Chartreuse de la Verne – Gräber ohne Namen
Bild: Anne-Madeleine Plum
Eine Fußball-Europameisterschaft und Olympische Spiele zeigen, wie gern Menschen für ihr eigenes Land Daumen drücken, mitfiebern, jubeln und im Fall einer Niederlage Tränen vergießen. Was macht diese nationale Identität aus und warum wird sie in einer globalisierten Welt wichtiger als mancher je dachte?
Identität sei eine Variable und keine Konstante, belehrt man die Menschen von philosophisch-theologischer Seite. Kritische Stimmen beklagen, dass auch eine christliche Identität sich verflüssigt. Ihnen hält man entgegen, dass inklusives Denken, ein Sowohl-als-auch, nicht aber die Abgrenzung, den Begriff der Identität zukunftsfähig mache. So bleibe auch eine christliche Identität nur eine Zielangabe, aber nie ein bleibend gültiger Wertekanon. Mit anderen Worten, die zurecht kritisierte Einengung von Identität im Hinblick auf ethnische Zugehörigkeit oder bestimmte politische Positionen wird übertragen auf religiöse Identität.

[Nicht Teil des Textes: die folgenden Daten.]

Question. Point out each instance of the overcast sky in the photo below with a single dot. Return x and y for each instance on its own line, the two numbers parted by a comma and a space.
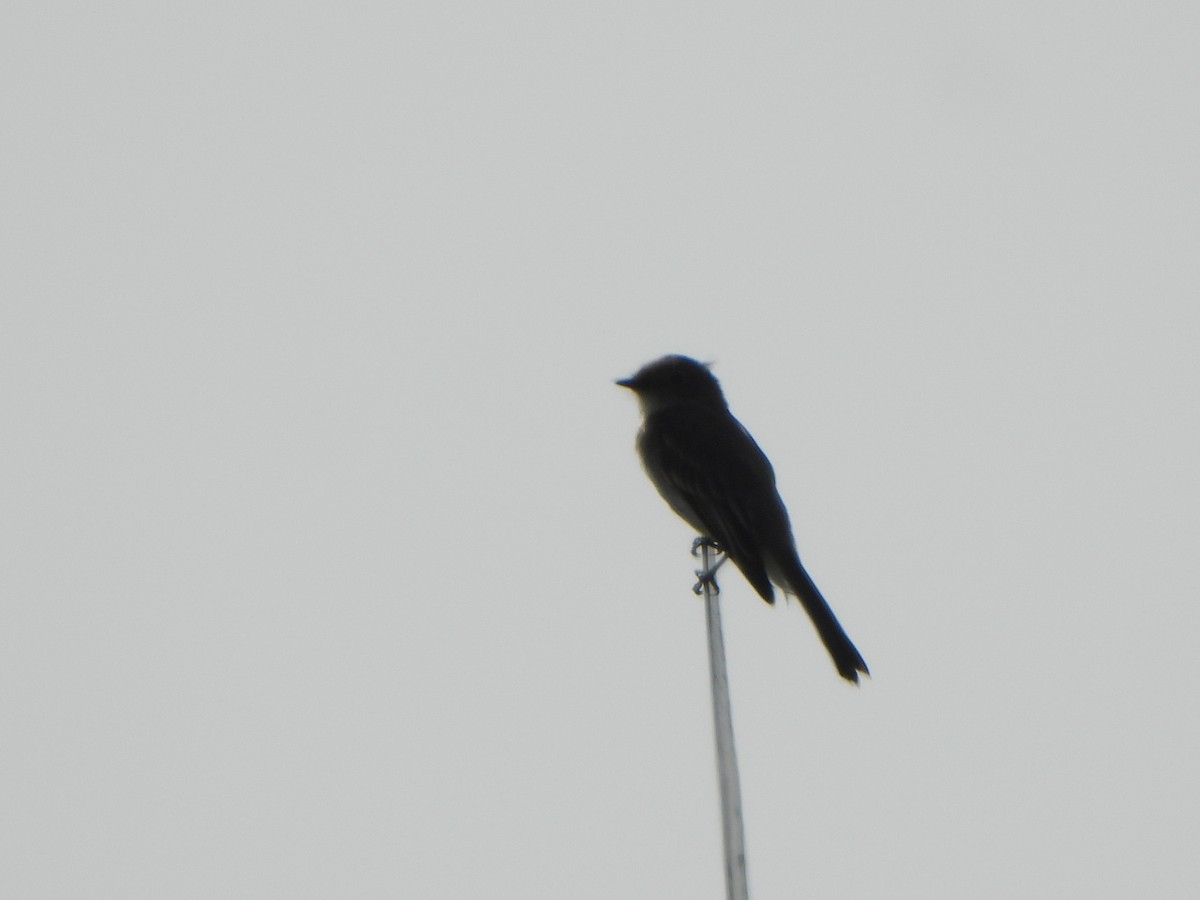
328, 569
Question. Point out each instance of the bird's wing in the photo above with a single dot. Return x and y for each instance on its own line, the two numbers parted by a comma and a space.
713, 474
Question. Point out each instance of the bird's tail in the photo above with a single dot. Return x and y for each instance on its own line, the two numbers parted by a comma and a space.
844, 653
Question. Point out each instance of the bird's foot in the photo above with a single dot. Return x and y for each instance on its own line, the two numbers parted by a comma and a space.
707, 577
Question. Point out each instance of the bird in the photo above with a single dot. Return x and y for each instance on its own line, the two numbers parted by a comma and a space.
712, 473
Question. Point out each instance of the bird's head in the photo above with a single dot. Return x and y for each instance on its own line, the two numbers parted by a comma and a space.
675, 381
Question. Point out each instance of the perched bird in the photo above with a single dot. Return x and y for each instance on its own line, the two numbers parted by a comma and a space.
713, 474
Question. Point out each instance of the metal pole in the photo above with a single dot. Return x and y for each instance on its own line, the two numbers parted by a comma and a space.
723, 725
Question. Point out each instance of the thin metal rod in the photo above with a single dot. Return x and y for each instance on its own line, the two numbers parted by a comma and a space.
723, 725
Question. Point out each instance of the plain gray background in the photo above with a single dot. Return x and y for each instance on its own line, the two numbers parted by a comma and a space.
328, 568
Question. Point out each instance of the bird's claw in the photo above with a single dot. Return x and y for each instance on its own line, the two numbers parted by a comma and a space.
707, 577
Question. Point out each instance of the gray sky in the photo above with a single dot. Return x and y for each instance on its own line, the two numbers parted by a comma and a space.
328, 568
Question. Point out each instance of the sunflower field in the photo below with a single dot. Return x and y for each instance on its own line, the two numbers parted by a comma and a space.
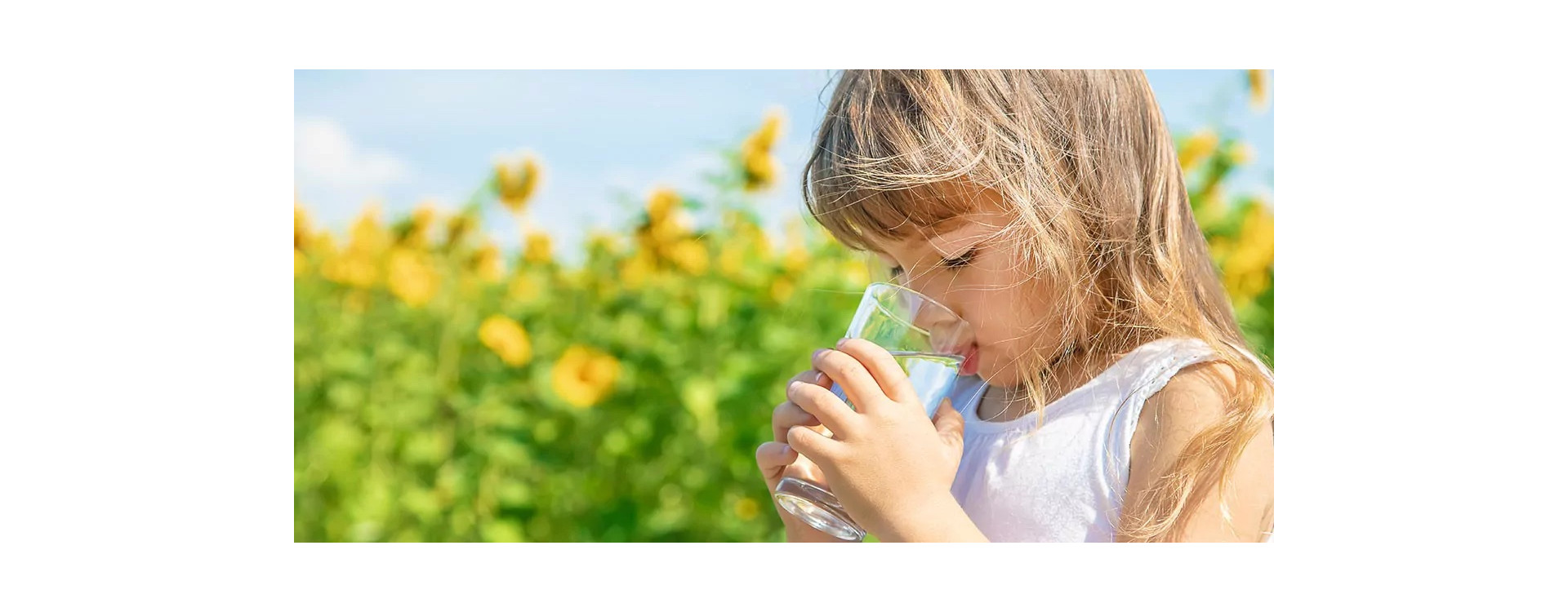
449, 392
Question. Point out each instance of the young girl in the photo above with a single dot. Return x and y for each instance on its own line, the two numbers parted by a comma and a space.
1111, 398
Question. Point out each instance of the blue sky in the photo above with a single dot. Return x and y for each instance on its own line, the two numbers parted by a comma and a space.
403, 136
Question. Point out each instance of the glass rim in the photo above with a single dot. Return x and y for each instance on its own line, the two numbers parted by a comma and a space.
929, 299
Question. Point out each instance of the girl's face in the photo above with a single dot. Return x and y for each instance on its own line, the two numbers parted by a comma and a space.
974, 269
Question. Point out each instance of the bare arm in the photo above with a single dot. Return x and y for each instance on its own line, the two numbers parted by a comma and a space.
1189, 402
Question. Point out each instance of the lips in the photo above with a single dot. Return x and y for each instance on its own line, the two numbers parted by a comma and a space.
971, 362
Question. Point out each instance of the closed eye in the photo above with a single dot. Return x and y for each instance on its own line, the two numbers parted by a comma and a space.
960, 260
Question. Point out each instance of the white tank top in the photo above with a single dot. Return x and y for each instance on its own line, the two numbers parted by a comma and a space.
1062, 481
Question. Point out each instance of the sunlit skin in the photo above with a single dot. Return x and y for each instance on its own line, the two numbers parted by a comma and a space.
893, 468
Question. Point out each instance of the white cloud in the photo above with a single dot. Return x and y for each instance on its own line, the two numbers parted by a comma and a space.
327, 157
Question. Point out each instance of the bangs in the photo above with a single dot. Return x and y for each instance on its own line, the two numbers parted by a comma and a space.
898, 155
867, 220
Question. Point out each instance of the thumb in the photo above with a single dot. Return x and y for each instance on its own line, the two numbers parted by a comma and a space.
949, 423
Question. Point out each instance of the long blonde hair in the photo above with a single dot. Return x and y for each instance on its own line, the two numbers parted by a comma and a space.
1084, 162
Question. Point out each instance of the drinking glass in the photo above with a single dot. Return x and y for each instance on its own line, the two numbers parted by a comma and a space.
930, 342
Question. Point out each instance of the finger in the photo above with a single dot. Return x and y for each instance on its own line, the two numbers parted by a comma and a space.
789, 415
880, 363
773, 458
825, 406
852, 376
816, 378
814, 446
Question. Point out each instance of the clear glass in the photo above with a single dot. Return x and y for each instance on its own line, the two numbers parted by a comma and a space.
930, 342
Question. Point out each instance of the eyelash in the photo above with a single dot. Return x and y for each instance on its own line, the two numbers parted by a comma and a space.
959, 262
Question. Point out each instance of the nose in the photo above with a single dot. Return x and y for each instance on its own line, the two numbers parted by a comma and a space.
941, 318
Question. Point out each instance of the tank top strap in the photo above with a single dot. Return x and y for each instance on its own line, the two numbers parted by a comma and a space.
1145, 373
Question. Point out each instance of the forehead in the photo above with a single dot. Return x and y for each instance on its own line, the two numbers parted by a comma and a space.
990, 216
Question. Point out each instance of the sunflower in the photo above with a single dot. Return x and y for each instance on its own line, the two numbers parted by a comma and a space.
584, 376
507, 339
412, 277
516, 182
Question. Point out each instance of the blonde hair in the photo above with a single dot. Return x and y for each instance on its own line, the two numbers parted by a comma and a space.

Dabei erfordert Identität immer ein Wissen um eigene Wurzeln. Um auf eine Demokratie stolz zu sein, muss man wissen, wie und wofür sie errungen wurde. Um sich einem Land zugehörig zu fühlen, muss man seine Sprache und Kultur kennen. Um den christlichen Glauben zu bekennen, muss man wissen und verstehen, wer Jesus Christus ist. Um sich der katholischen Kirche verbunden zu fühlen, muss man wissen, welche großartigen und beeindruckenden Menschen diese Kirche über Jahrhunderte geprägt haben. Was eine hochadelige Frau wie die Landesfürstin Hedwig für Schlesien und Polen geleistet hat. Was eine Mary Ward für die Bildung von Mädchen bewirkte. Was ein Vinzenz von Paul oder eine Louise Marillac für ausgesetzte Kinder und mittellose Kranke taten. Das alles ist in tausend und einer Gestalt Katholische Kirche. Darüber zu sprechen, statt nur über den Niedergang dieser Kirche zu jammern, ist unsere Aufgabe.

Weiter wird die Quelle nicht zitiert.